1.3 A Whirlwind Tour

Before beginning a more systematic tutorial in Chapter 3, we provide a brief tour of a subset of PyXPlot’s features, with references to those chapters of this manual where further details can be found. This section should provide some flavour of the wide range of tasks for which PyXPlot can be used. This is not the place for long-winded explanations of the syntax of each of the quoted PyXPlot commands, but most of the examples will work if pasted directly into a PyXPlot command prompt.

We will assume that the user has already successfully installed PyXPlot, and has just opened a new PyXPlot command prompt. For instructions on how to install PyXPlot, see Chapter 2.

The first command which any such tour must visit – the workhorse command of PyXPlot – is the plot command. This can be used to plot graphs of either mathematical functions, by typing, for example

plot log(x)

or datafiles, by typing1

plot 'datafile.dat'

There are many commands which allow you to configure the appearance of the plots produced by the plot command, or to select which data from a datafile are plotted; these will be discussed at length in Chapters 3 and 1.

PyXPlot has extensive facilities for converting datafiles between different physical units – for example, you can tell it that a column of a datafile represents lengths measured in inches, and request it to plot those lengths on a graph in millimetres. These facilities can also be applied to numerical quantities entered by the user. For example, you can define a variable which has physical dimensions of length, and then display its value in different units as follows:

x = 2 * unit(m)
print x / unit(inch)

When arithmetic operations are applied to numerical quantities which have physical units, the units propagate intuitively: in the above example, x*x would compute to four square metres. However, the expression x*x+x would throw an error message because it is not dimensionally correct: the first term has dimensions of area whilst the second term has dimensions of length, and these cannot be added. More details of the use of physical units in PyXPlot are given in Section 4.6, and Appendix 4 lists all of the physical units which PyXPlot recognises by default.

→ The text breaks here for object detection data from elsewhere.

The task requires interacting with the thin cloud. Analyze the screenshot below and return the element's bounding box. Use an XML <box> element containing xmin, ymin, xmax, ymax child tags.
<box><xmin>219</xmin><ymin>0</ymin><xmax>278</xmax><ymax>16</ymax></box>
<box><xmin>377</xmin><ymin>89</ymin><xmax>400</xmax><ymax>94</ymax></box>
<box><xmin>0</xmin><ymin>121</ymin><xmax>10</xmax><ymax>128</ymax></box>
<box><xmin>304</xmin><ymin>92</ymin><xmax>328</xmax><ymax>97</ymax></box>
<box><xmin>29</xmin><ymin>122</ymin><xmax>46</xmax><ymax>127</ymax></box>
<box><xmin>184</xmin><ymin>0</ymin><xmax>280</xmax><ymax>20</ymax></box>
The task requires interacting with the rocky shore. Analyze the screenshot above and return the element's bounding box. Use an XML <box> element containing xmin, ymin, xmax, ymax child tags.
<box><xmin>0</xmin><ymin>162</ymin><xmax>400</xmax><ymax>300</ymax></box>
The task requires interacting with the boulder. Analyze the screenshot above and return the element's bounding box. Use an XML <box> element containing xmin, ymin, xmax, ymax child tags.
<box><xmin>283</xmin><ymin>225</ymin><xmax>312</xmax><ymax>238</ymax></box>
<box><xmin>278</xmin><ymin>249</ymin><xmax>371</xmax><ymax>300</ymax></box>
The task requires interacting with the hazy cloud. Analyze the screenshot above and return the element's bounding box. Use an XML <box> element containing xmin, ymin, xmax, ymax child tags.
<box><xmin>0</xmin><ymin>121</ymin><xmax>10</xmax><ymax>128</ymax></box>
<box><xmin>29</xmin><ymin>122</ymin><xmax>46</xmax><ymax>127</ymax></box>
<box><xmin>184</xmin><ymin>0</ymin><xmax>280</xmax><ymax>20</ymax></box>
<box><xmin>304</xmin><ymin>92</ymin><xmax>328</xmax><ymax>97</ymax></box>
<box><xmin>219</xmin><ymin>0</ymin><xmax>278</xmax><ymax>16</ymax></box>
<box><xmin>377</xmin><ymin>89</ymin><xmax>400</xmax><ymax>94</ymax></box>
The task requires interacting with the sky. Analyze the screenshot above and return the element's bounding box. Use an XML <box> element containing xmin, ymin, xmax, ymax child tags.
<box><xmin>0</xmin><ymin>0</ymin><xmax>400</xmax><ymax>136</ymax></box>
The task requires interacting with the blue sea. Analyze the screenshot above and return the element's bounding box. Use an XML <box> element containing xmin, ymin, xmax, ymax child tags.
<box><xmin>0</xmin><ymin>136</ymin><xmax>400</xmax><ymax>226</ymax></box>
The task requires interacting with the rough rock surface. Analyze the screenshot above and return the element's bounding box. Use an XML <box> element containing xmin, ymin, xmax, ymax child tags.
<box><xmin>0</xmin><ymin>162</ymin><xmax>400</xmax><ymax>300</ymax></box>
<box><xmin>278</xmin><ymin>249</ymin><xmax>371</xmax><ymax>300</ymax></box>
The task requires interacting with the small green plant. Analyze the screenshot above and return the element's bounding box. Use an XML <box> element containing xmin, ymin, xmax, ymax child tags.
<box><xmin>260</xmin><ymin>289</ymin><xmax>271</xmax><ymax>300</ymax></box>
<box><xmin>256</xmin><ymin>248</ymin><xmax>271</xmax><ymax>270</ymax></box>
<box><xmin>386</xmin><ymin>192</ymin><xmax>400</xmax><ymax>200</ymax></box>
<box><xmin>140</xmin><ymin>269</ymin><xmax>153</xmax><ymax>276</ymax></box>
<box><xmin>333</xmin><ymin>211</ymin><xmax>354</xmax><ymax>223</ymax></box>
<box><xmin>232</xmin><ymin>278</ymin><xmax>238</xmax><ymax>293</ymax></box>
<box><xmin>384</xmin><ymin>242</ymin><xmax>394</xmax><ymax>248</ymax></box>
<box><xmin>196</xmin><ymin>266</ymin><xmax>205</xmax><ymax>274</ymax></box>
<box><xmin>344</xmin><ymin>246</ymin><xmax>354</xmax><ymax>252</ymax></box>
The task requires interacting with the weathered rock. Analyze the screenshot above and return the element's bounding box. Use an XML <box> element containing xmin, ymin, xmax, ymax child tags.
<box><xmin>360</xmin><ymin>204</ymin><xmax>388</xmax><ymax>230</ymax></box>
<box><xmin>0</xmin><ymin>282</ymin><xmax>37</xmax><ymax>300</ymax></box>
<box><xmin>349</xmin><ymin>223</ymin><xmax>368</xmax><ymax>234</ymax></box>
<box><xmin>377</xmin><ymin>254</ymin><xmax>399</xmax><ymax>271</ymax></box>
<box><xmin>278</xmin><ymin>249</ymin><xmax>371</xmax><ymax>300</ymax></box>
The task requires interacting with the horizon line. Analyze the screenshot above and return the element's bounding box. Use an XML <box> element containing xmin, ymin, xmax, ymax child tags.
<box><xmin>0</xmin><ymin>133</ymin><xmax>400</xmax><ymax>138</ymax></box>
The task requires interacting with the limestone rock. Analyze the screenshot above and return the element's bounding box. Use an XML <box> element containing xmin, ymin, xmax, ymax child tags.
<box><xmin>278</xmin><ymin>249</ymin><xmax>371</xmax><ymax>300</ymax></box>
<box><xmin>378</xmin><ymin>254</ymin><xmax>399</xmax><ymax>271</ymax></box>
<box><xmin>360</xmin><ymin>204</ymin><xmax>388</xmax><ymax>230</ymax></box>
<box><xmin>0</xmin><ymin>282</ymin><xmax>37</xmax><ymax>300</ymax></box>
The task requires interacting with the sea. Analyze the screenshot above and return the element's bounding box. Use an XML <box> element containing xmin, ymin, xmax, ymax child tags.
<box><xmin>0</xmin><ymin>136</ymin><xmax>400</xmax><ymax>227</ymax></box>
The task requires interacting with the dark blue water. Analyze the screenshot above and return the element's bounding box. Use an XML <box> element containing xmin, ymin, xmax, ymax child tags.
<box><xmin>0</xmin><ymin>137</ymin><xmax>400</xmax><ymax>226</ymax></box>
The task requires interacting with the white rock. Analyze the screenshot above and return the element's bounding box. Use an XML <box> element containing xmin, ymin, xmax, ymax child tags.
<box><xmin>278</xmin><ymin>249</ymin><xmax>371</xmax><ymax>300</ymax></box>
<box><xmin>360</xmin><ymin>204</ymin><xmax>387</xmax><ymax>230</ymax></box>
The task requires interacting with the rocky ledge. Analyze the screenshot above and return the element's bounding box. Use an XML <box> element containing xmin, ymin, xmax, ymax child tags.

Users can add their own units to those recognised by PyXPlot by means of a configuration file, and these can be declared either as alternative measures of existing quantities such as length or mass, or as measures of new base quantities such as man-hours of labour or numbers of CPU cycles. More details about how to do this are given in Chapter 8.

The way in which physical units are displayed can be extensively configured – for example, the automatic use of SI prefixes such as milli- and kilo- is optional, and the user can request that quantities be displayed in CGS or imperial units by default. Other settings instruct PyXPlot to display numerical results in a way which can be pasted into future PyXPlot sessions – 2*unit(m) instead of $2\, \mathrm{m}$ – or in LaTeX source code, as $$2\backslash $,$\backslash $mathrm{m}$.

PyXPlot can perform algebra on complex as well as real numbers. By default, evaluation of sqrt(-1) throws an error, as the emergence of complex numbers is often an indication that a calculation has gone wrong. Complex arithmetic can be enabled by typing

set numerics complex
print sqrt(-1)

Many of the mathematical functions which are built into PyXPlot, a complete list of which can be found in Appendix 2 or by typing show functions, can take complex arguments, for example

print exp(2+3*i)
print sin(i)

For more details, see Section 4.5.

In the above example, the variable i is a pre-defined constant in PyXPlot, in this case set to equal $\sqrt {-1}$. PyXPlot has many other pre-defined physical and mathematical constants, and complete list of which can found in Appendix 3 or by typing show variables. These, together with the physical units which are built into PyXPlot make it easy to answer a wide range of questions very quickly. In the following examples, and throughout this Users’ Guide, we show the commands typed by the user in bold face, preceded by PyXPlot prompts pyxplot> and followed by the text returned by PyXPlot. Any comments are shown in italic face preceded by a hash character (#).

In addition, PyXPlot provides extensive functions for numerically solving equations, which will be described in detail in Chapter 5. The following example evaluates $\int _{0\, \mathrm{s}}^{2\, \mathrm{s}} x^2\, \mathrm{d}x$:

pyxplot> print int_dx(x**2,0*unit(s),2*unit(s))
2.6666667 s**3

This example solves a simple pair of simultaneous equations of two variables:

pyxplot> solve x+y=1 , 2*x+3*y=7 via x,y
pyxplot> print "x=%s; y=%s"%(x,y)
x=-4; y=5

And this third example searches for the minimum of the function $\cos (x)$ closest to $x=0.5$:

pyxplot> x=0.5
pyxplot> minimise cos(x) via x
pyxplot> print x
3.1415927

This tour has touched briefly upon a few areas of PyXPlot’s functionality, but has not described its facilities for producing vector graphics, which will be discussed in detail in Chapter 3 with numerous examples.

Footnotes

  1. This example requires you to have a plain text data file called datafile.dat in your current working directory, and is the only example in this section which may not work out of the box.